At precisely half past eleven McGonagall strode through the door and shut it behind her and then started her class with a few words of warning.

"Transfiguration is one of the most difficult and dangerous branches of magic you will be studying at Hogwarts," she said seriously, "Anyone found messing around in my class will leave and they won't come back. You have been warned."

Then with a few sharp movements of her wand she turned her desk into a pig and back. The first years were then informed that they wouldn't be doing inanimate to animate transfiguration until much later in their studies. This preceded a round of long complicated note taking and a half-hour of frustration as they tried to turn matchsticks into needles.

Thanks to Hermione and her long-winded ramble before History of Magic class the five Ravenclaws were each able to get their matchsticks pointed, though only Michael managed to turn his silver as well, and they earned ten points all told.

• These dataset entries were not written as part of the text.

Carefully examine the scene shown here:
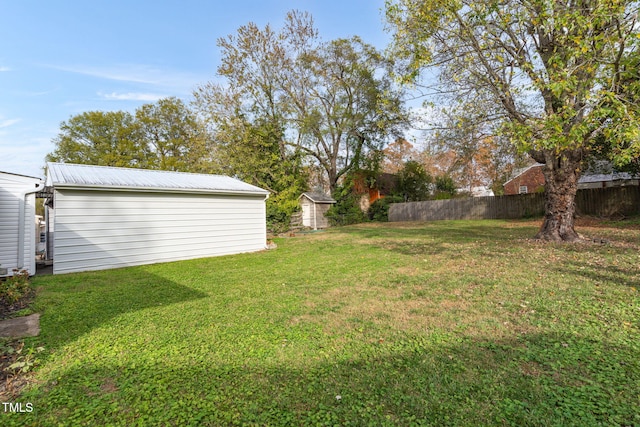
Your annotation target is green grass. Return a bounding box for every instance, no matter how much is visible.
[6,221,640,426]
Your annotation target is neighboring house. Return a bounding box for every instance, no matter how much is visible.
[46,163,269,274]
[504,161,638,195]
[470,186,494,197]
[504,163,544,195]
[299,193,336,230]
[0,172,44,276]
[353,173,398,211]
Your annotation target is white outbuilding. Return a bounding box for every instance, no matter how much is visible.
[298,193,336,230]
[0,172,44,277]
[46,163,269,274]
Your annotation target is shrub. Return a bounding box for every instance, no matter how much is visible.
[325,181,366,226]
[367,196,404,222]
[0,269,31,306]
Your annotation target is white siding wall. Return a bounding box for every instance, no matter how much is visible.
[53,190,266,274]
[0,173,39,275]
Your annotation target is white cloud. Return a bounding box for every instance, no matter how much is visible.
[44,64,208,93]
[98,92,166,102]
[0,119,20,129]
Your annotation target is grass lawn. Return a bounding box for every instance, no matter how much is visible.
[5,221,640,426]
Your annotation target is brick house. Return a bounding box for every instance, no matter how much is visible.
[504,161,639,195]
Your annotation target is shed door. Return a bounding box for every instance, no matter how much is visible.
[302,203,311,227]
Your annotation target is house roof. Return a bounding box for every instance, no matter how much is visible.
[298,193,337,203]
[0,171,42,181]
[504,161,634,185]
[46,163,269,196]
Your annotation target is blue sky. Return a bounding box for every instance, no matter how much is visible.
[0,0,390,176]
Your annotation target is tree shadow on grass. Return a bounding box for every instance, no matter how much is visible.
[9,334,640,426]
[32,266,207,353]
[553,261,640,289]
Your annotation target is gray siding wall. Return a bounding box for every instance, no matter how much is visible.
[0,173,38,276]
[53,190,266,274]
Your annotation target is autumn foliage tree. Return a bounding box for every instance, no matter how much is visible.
[386,0,640,241]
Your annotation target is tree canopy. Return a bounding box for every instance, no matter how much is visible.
[46,98,210,172]
[195,11,406,194]
[386,0,640,240]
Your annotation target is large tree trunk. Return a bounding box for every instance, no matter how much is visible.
[533,150,582,242]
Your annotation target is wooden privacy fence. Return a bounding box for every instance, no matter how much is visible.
[389,186,640,222]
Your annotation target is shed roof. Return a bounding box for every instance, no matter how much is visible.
[299,193,337,203]
[46,163,269,196]
[0,171,42,181]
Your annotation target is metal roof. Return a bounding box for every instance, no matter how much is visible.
[46,163,269,195]
[298,193,337,203]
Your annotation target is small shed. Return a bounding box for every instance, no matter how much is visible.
[46,163,269,274]
[299,193,336,230]
[0,172,44,276]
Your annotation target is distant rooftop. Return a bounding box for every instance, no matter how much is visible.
[46,163,269,195]
[300,192,336,203]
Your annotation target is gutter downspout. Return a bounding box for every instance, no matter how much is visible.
[18,182,44,270]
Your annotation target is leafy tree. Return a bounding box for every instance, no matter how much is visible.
[435,175,458,199]
[325,177,366,225]
[46,98,211,172]
[428,109,524,194]
[382,138,420,173]
[398,160,433,202]
[386,0,640,241]
[46,111,146,167]
[135,97,211,172]
[195,12,405,190]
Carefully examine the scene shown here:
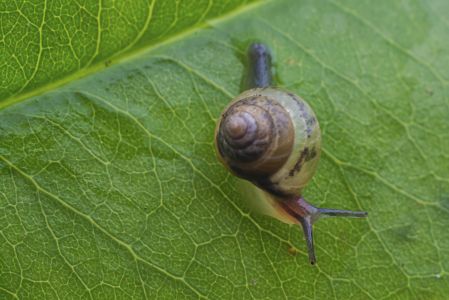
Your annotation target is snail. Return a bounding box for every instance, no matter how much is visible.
[215,43,367,264]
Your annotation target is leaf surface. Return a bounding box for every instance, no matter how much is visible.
[0,0,449,299]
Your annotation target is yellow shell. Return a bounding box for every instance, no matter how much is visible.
[215,87,321,198]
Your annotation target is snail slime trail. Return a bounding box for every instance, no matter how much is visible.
[215,43,367,264]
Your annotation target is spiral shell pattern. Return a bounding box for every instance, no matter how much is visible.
[215,87,321,199]
[216,90,294,179]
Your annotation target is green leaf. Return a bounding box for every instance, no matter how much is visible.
[0,0,449,299]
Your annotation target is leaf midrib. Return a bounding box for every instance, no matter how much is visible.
[0,0,266,111]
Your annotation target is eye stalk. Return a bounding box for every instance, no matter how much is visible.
[215,43,368,264]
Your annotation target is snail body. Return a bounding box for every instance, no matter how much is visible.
[216,87,321,198]
[215,43,367,264]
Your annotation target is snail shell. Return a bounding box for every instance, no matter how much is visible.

Malfoy spent the entire class scowling at the side of Harry's neck making it prickle uncomfortably and Harry took a certain vindictive pleasure in imagining the frustrated look on the blond's face even as he continued to ignore him. He didn't know what Malfoy might try next, or whether it would be an act to win his friendship or cement their status as enemies this time, but he did know that it was going to be highly amusing to watch his reactions as Harry continued to play hard to get. Stephan and Michael were more concerned and kept on shooting nervous glances between Harry and Malfoy.

Lunch was just as grandiose an affair as the feast the night before and breakfast that morning had been and Harry wondered just who was cooking all this food and how on earth they found the time and what they did with the leftovers. Inquiries to the purebloods in the group revealed that the culprits were creatures called House Elves.

Since Penelope was giving them all warning looks from where she was sitting with a group of upper year girls the Gryffindors didn't even attempt to sit together with the Ravenclaws at their table. Instead they all took their lunch out into the brisk September air and sitting huddled on the stone benches in the courtyard, vowed to learn warming charms as soon as humanly possible.